= Prison newspaper =

Newspaper created for or printed by incarcerated people

Prison newspapers are newspapers created within a prison, typically by the incarcerated people living there.

==History==
The first prison newspaper is believed to have appeared in the 19th century in a debtors' prison. Prison reformers in the US created a prison newspaper at the Elmira Reformatory in 1883. It was "carefully assembled not to include items that officials deemed to have a bad influence on the inmates" and was instead intended for rehabilitative purposes. The first inmate-driven paper was created at the Minnesota Correctional Facility in 1887.

A 1935 study, the first on the topic, found that almost half of US prisons had a prison newspaper. The genre reached its height in the 1960s in the United States, at which point circulation was approximately 2 million readers across 250 publications.During this period "active and alert prison reporting" became more common, with inmates highlighting problems within the prison system. The "Pulitzers of prison journalism", the Penal Press Awards, were awarded annually beginning in 1965.

However, they faced issues around freedom of the press, as critiques of prison practices were met with institutional censorship.In 1974, in the US Supreme Court case of Pell v. Procunier, the court ruled to uphold a California state restriction against prison inmates being interviewed face-to-face by the press. Journalists and inmates had contended that this restriction violated the First Amendment. This ruling "largely replaced" earlier precedents supportive of prison reporting; subsequent court decisions also held that "the prison's security interests trumped the free speech rights of inmates" and that prisons could entirely forbid prison newspapers. Similar patterns and tensions emerged in other parts of the world, such as Canada.
These pressures resulted in a quick and significant decline in the number of prison newspapers in publication between the 1970s and 1990s, with just six operating in 1998. However, more recently, "alongside a surge in bipartisan interest in criminal justice reform, prison journalism has reemerged and garnered the attention and support of funders, politicians, and the public". As of 2023 there are an estimated 24 prison newspapers in the US.

==Reporting==
Early prison newspapers were typically "devoted to inmate activities: sports events, movies and other entertainment, personal items, blood banks, school and organizational activities, hobbies, and the like". Humour was also often featured. Sports remain a popular topic of reporting. Depending on the level of censorship at a particular institution, such papers may carry stories critical of the prison administration. With the modern aging prison population in the US, obituaries have also become a feature.
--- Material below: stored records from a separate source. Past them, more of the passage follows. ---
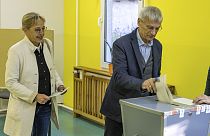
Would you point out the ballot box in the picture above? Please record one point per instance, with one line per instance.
(145, 116)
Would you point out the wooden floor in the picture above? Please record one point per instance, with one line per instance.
(70, 126)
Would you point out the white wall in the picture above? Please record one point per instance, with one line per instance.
(11, 12)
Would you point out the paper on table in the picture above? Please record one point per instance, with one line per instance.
(164, 94)
(58, 93)
(183, 101)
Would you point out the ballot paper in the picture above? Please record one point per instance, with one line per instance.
(164, 94)
(58, 93)
(185, 101)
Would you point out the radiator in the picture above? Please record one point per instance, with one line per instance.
(89, 89)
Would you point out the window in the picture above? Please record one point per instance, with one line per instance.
(120, 18)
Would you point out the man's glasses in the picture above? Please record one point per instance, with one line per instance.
(151, 28)
(39, 30)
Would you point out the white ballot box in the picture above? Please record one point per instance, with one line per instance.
(145, 116)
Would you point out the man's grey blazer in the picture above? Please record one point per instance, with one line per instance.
(126, 80)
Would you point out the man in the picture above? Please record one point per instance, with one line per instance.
(31, 78)
(204, 99)
(136, 63)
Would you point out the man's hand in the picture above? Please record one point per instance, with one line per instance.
(203, 99)
(42, 98)
(149, 85)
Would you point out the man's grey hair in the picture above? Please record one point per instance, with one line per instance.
(151, 13)
(30, 19)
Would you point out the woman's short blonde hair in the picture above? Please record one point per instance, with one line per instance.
(30, 19)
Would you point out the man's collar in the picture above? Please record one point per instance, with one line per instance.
(31, 45)
(141, 42)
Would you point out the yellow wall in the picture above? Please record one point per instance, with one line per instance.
(185, 38)
(88, 40)
(186, 44)
(89, 33)
(69, 48)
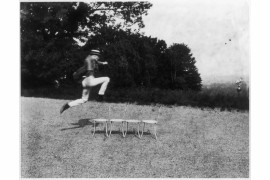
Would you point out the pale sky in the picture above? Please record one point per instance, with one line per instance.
(205, 26)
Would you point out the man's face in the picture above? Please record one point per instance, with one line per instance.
(95, 57)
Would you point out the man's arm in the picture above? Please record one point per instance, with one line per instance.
(103, 63)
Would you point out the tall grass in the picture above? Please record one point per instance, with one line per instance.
(223, 96)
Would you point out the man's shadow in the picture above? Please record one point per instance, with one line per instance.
(80, 124)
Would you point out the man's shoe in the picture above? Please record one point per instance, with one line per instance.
(64, 107)
(100, 98)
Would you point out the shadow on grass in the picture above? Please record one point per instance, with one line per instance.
(80, 124)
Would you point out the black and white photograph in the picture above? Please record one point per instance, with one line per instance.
(134, 89)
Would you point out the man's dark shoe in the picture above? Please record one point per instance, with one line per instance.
(100, 98)
(64, 107)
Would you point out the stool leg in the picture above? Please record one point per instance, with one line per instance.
(110, 132)
(155, 130)
(94, 128)
(125, 132)
(138, 130)
(106, 129)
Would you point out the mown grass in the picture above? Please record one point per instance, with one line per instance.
(223, 96)
(192, 143)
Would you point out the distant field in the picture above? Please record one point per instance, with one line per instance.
(193, 143)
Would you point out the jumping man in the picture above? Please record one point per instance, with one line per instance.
(85, 75)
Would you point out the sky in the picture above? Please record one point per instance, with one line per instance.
(216, 31)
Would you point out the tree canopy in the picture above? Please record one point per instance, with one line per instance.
(49, 48)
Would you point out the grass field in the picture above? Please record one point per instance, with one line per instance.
(191, 142)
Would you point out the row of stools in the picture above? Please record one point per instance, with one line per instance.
(109, 122)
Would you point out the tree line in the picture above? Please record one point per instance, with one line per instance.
(49, 48)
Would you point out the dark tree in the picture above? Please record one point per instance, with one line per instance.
(182, 69)
(49, 30)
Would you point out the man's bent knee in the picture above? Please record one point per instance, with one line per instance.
(84, 100)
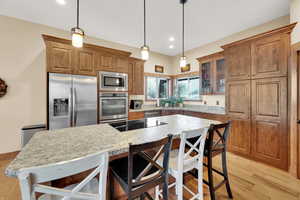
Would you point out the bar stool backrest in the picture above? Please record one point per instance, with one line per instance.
(147, 176)
(30, 178)
(217, 137)
(191, 148)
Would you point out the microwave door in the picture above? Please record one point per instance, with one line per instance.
(60, 101)
(85, 100)
(113, 108)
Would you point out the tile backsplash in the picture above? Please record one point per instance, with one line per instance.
(209, 100)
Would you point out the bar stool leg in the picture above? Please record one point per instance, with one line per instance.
(210, 178)
(165, 188)
(157, 193)
(111, 185)
(225, 172)
(179, 186)
(200, 179)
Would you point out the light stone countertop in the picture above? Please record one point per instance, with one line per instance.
(50, 147)
(202, 109)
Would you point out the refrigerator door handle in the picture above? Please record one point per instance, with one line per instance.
(71, 107)
(75, 107)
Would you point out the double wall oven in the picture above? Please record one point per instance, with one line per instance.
(113, 97)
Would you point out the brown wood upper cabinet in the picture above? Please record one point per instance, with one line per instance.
(238, 62)
(85, 62)
(60, 58)
(105, 61)
(257, 96)
(122, 64)
(212, 72)
(136, 76)
(270, 56)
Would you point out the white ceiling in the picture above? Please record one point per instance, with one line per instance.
(122, 20)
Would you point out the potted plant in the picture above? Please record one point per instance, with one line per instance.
(180, 102)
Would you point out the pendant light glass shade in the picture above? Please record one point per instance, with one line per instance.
(77, 37)
(145, 49)
(182, 61)
(145, 52)
(77, 33)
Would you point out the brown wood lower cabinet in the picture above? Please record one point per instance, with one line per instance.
(269, 121)
(240, 137)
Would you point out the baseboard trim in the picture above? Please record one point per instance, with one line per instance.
(9, 156)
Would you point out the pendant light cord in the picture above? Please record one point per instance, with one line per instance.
(145, 22)
(77, 13)
(183, 28)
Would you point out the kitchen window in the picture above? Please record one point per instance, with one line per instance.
(188, 88)
(157, 87)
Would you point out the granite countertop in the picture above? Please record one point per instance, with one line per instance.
(50, 147)
(203, 109)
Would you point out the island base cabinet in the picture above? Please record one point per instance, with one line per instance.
(240, 137)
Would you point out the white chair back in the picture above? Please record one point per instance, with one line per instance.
(195, 151)
(30, 178)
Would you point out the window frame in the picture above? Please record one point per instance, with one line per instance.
(169, 89)
(189, 78)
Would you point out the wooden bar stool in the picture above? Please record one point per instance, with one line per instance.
(216, 144)
(31, 178)
(140, 171)
(188, 157)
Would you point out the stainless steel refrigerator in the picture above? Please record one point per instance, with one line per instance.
(72, 100)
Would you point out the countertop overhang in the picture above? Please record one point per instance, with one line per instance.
(55, 146)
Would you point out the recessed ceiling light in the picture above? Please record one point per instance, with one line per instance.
(171, 39)
(61, 2)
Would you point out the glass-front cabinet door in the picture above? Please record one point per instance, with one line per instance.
(220, 76)
(205, 86)
(212, 74)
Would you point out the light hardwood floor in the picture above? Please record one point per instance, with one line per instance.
(249, 181)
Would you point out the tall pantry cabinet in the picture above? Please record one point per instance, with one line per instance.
(257, 96)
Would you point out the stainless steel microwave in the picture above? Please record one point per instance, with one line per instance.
(111, 81)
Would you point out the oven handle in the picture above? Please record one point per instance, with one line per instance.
(111, 121)
(108, 98)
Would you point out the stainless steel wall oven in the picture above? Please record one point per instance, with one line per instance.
(113, 106)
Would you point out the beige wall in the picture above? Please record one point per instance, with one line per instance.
(295, 17)
(23, 67)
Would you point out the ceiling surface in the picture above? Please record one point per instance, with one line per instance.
(122, 20)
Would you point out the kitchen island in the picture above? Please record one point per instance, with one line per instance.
(50, 147)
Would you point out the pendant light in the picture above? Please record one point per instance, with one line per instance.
(183, 58)
(145, 48)
(77, 33)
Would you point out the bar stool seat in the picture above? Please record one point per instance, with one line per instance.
(119, 169)
(91, 188)
(173, 163)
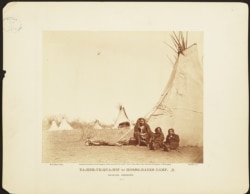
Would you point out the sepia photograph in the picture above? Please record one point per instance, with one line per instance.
(122, 97)
(125, 97)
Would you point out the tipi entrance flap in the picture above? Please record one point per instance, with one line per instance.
(122, 119)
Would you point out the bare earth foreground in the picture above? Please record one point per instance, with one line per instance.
(69, 147)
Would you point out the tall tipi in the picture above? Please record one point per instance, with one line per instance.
(181, 104)
(122, 120)
(53, 126)
(64, 125)
(97, 125)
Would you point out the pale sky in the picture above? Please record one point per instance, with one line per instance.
(86, 75)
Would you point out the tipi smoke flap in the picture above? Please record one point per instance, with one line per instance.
(181, 103)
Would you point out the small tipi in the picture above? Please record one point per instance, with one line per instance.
(122, 120)
(181, 103)
(97, 125)
(64, 125)
(54, 126)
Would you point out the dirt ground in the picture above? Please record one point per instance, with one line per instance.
(69, 147)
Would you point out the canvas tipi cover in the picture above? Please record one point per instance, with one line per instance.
(181, 104)
(65, 125)
(97, 125)
(53, 126)
(122, 118)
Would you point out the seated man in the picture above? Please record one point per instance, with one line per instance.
(142, 132)
(157, 139)
(172, 141)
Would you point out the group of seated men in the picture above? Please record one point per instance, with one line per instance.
(154, 140)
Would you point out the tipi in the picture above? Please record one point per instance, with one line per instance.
(181, 103)
(53, 126)
(97, 125)
(64, 125)
(122, 120)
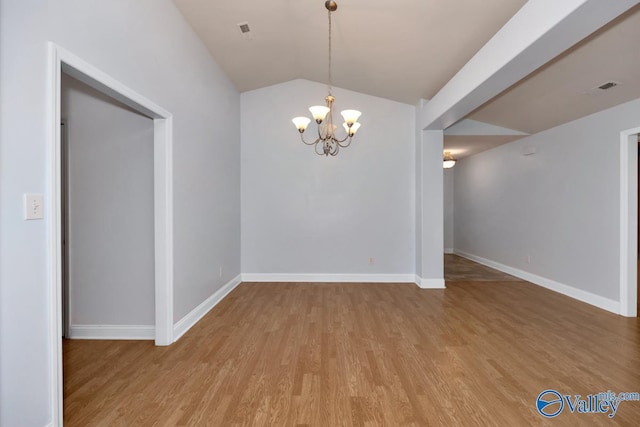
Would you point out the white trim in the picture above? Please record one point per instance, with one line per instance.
(112, 332)
(629, 222)
(570, 291)
(328, 278)
(188, 321)
(62, 60)
(54, 256)
(429, 283)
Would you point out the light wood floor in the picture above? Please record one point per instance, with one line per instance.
(477, 353)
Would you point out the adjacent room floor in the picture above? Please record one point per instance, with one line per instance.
(280, 354)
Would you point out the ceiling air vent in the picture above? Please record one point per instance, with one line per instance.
(245, 30)
(607, 85)
(599, 90)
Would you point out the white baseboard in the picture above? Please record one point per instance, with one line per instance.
(187, 322)
(570, 291)
(429, 283)
(329, 278)
(112, 332)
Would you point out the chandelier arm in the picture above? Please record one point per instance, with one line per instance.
(321, 145)
(340, 141)
(308, 143)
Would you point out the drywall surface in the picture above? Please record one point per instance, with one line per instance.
(448, 177)
(554, 213)
(149, 47)
(308, 214)
(110, 211)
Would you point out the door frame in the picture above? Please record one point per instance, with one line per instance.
(629, 222)
(61, 60)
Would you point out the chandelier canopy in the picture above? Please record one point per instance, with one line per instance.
(327, 143)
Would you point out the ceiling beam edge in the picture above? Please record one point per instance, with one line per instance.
(537, 33)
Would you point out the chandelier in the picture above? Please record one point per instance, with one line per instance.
(327, 143)
(448, 161)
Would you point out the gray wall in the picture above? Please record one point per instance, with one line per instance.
(559, 206)
(111, 213)
(448, 177)
(148, 46)
(309, 214)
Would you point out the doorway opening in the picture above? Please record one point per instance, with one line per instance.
(62, 61)
(629, 187)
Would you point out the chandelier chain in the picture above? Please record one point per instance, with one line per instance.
(330, 83)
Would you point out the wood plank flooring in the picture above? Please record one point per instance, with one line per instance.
(280, 354)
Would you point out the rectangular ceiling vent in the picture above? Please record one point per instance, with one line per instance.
(608, 85)
(245, 30)
(598, 90)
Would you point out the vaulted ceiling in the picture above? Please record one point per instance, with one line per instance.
(405, 50)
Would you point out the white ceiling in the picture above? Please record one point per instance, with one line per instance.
(405, 50)
(563, 89)
(402, 50)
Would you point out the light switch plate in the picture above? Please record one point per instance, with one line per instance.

Challenges within the prison system, including potential reprisals against prison journalists, complicate reporting. The US Federal Bureau of Prisons has an explicit ban on journalism by inmates, while most US states have restrictions that negatively impact journalism from within jails.
==Notable examples==
- Forlorn Hope was the first prison newspaper in the US, created in 1800.
- The Prison Mirror, first published in 1887, is the oldest continuously operating prison newspaper.
- The Angolite, the prison newspaper of the Louisiana State Penitentiary, has won numerous journalism awards including the George Polk Award and a nomination for a National Magazine Award.
- The San Quentin News from San Quentin State Prison is the subject of a 2020 book by journalism professor William J. Drummond.
- The Prison Journalism Project maintains a partial directory of active prison newspapers in the United States.